Sunday, February 24, 2013

Peanut by Ayun Halliday and Paul Hoppe

Teenagers are trying to invent themselves, more than anything else: to become who they want to be, just as soon as they can figure out what that is. And how better to do that then to just announce who and what you are? Sadie decided that's what she'd do, when she started her sophomore year at a new high school: she'd start off by telling all of her new classmates about her life-threatening peanut allergy.

There was just one catch: Sadie didn't really have a peanut allergy. It was just something to make her more interesting at the new school, a way to attract attention and new friends. But a peanut allergy doesn't go away, so she was stuck with living her lie -- as long as she could.

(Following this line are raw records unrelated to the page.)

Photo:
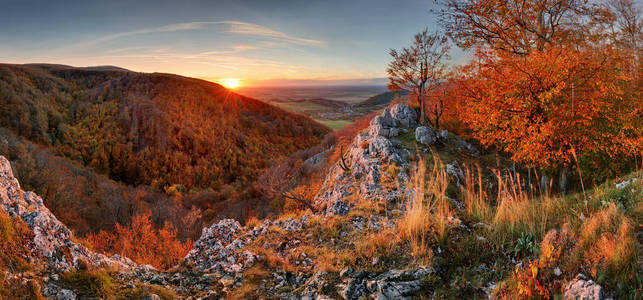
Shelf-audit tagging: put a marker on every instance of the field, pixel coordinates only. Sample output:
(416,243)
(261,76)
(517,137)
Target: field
(333,106)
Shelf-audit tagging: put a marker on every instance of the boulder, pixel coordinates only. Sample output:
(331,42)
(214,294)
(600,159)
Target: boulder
(580,288)
(370,150)
(425,135)
(53,241)
(405,115)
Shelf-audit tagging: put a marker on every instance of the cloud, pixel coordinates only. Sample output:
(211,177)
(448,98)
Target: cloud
(231,27)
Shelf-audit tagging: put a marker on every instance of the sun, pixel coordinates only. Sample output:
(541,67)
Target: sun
(231,83)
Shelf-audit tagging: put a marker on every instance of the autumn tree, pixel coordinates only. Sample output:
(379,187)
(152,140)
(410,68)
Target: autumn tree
(419,68)
(546,84)
(518,26)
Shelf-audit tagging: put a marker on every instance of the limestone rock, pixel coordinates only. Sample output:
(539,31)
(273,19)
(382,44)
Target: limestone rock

Peanut is a graphic novel for teens, written by indy cartoonist Ayun Halliday (East Village Inky) and drawn by illustrator/cartoonist Paul Hoppe -- and, although Halliday's previous comics work (and a lot of her other books) were autobiographical, this one is purely fiction, as far as I can tell. (So many comics aimed outside of the long-underwear ghetto are memoirs these days that I won't be the only one wondering about this.)

Hoppe uses a crisp, entirely realistic style to tell this story -- mostly thin blue lines, with a splash of red for Sadie -- and Halliday's first-person narration lets Sadie tell her story in a similarly clear, direct way. Sadie finds attention -- and a new boyfriend -- with her new peanut allergy, but of course she doesn't know if she'd have those friends, and that quirky boyfriend (he sends her notes in origami and refuses to use a cellphone) without the big fake revelation.

Peanut is a closely observed story of modern suburban teens, with nasty queen bees, friends as devoted as only fifteen-year-olds can be, and one very conflicted teen girl at the middle of it all. It's heavily narrated by Sadie, as focused through her point of view as a traditional first-person novel would be, so the reader stays in her head (and, presumably, on her side) the whole time. The stakes aren't particularly high here -- just Sadie's honesty and happiness, though that's not nothing -- unlike so much of the popular current teen fiction. It's a bit conventional -- it doesn't go in any of the interesting directions that a more fantastical book about a lying teen girl like Justine Larbalestier's Liar does -- but it has a good heart, it tells a good story, and it looks good along the way.